It's not that easy. Poles vs trenches are a tradeoff discussion. FWIW I was once in construction digging trenches and I'm German, so I might be biased a bit.
Pro poles / open air:
- very, VERY cheap and fast to build out with GPON. That's how you got 1/1 GBit fiber in some piss poor village in the rural ditches of Romania.
- easy to get access when you need to do maintenance
Con poles / open air:
- it looks fucking ugly. Many a nice photo from Romania got some sort of half assed fiber cable on it.
- it's easy for drunk drivers, vandals (for the Americans: idiots shooting birds that rest on aboveground lines [1][2]), sabotage agents or moronic cable thieves to access and damage infrastructure
Pro trench digging:
- it's incredibly resilient. To take out electricity and power, you need a natural disaster at the scale of the infamous Ahrtal floods that ripped through bridges carrying cables and outright submerged and thus ruined district distribution networking rooms, but even the heaviest hailstorm doesn't give a fuck about cable that's buried. Drunk drivers are no concern, and so are cable thieves or terrorists.
- it looks way better, especially when local governments go and re-surface the roads afterwards
Cons trench digging:
- it's expensive, machinery and qualified staff are rare
- you usually need lots more bureaucracy with permits, traffic planning or what not else that's needed to dig a trench
- when something does happen below ground, it can be ... challenging to access the fault.
- in urban or even moderately settled areas, space below ground can be absurdly congested with existing infrastructure that necessitates a lot of manual excavation instead of machinery. Gas, water, sewers, long decommissioned pipe postal service lines, subways, low voltage power, high voltage power, other fiber providers, cable TV...
[1] https://www.usgs.gov/news/national-news-release/illegal-shoo...
>Poles vs trenches are a tradeoff discussion. FWIW I was once in construction digging trenches and I'm German, so I might be biased a bit.
when i got this far I literally thought you were making a joke about Poland.
There's a huge downside to poles where I'm based: permit shenanigans by pole owners that delay projects and allow incumbents to destroy competitors. Granted, some municipalities do the same thing. One local municipality I have to deal with responds to permit requests almost instantly, while another takes weeks of pestering to acknowledge even the most basic of permit requests.
For anyone starting out today, I would strongly recommend having a planned legal / regulatory strategy to fall back on in the event that excessive delays occur by parties you cannot avoid dealing with.
More importantly, if they go on poles Comcast can "accidentally" cut their lines all the time.

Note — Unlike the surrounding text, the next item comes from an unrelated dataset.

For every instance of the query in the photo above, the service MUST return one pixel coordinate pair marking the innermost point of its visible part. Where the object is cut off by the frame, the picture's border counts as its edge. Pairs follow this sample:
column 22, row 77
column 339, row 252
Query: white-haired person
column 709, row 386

Bell techs have done that and caused outages for customers a number of times. One outage ended up costing close to CAD$7900 to repair that they settled for due to it occurring on a weekend in a rural area during a snowstorm that required third party traffic control to meet the Book 7 requirements (on a weekend at the bottom of a hill in a snowstorm with insufficient visibility for us to work safely while doing a road crossing). Normally that would only be a $1k-2k or so, but traffic control, lack of slack due to the location of the cut and overtime for all parties involved really drove costs up. Less than 30 seconds with a pair of wire cutters can be downright brutal to repair if the conditions hit the worst case.
Meh, here in Germany you got the same issue with trenches. It takes ages to coordinate digging them, I think the worst example simmered for two years until the permits arrived. And then, it's a nightmare because you can't just cut off people's courtyards and parking spots for any time longer than absolutely required, so as soon as you're at depth you gotta cover the trench with steel plates so cars and pedestrians can cross...
The fiber installing crews around here go street by street and usually do one street section per day/or two.
Germany also does a lot more construction on main roads at night compared to what we see in North America.
those days it's not trench digging (unless it's next to highway with machine that in one pass will trench and lay conduit/cable), it's trench drilling with something like this https://www.ditchwitch.com/directional-drills/
frontier installed fiber in my area using this method. relatively quick and no damage that needs to be "aggressively" paved over.